Graphene decoupling through oxygen intercalation on Gr/Co and Gr/Co/Ir interfaces

TL;DR

This study uses density functional theory to show how oxygen intercalation can decouple graphene from Co and Ir substrates, restoring its electronic properties and enabling tunable surface characteristics.

Contribution

It provides detailed insights into how oxygen intercalation modifies the structural and electronic interactions at Gr/Co and Gr/Co/Ir interfaces, revealing a method to control graphene's properties.

Findings

Oxygen increases graphene-Co distance in both interfaces.

Oxygen intercalation reduces hybridization, restoring graphene's Dirac cone.

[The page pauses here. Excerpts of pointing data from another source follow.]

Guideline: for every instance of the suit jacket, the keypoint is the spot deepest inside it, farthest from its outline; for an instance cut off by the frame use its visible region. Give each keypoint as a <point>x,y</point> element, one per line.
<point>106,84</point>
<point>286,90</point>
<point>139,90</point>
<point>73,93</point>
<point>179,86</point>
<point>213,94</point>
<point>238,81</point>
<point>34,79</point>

Theoretical results agree with experimental photoemission data.

Abstract

We perform a density functional theory study of the effects of oxygen adsorption on the structural and electronic properties of Gr/Co(0001) and Gr/Co/Ir(111) interfaces. In both interfaces, the graphene-Co distance increases with increasing O concentration. The oxygen intercalation effectively decreases the electronic interaction, preventing the hybridization of graphene states with Co $d$-orbitals, hence (partly) restoring the typical Dirac cone of pristine graphene. In the case of graphene/Co 1ML/Ir(111), which presents a moir\'e pattern, the interplay between the O distribution and the continuous change of the graphene-Co registry can be used to tune graphene corrugation and electronic properties. The computed electronic properties are in very good agreement with previously reported angle resolved photoemission spectroscopy and photoemission electron microscopy measurements for Gr/Co(0001).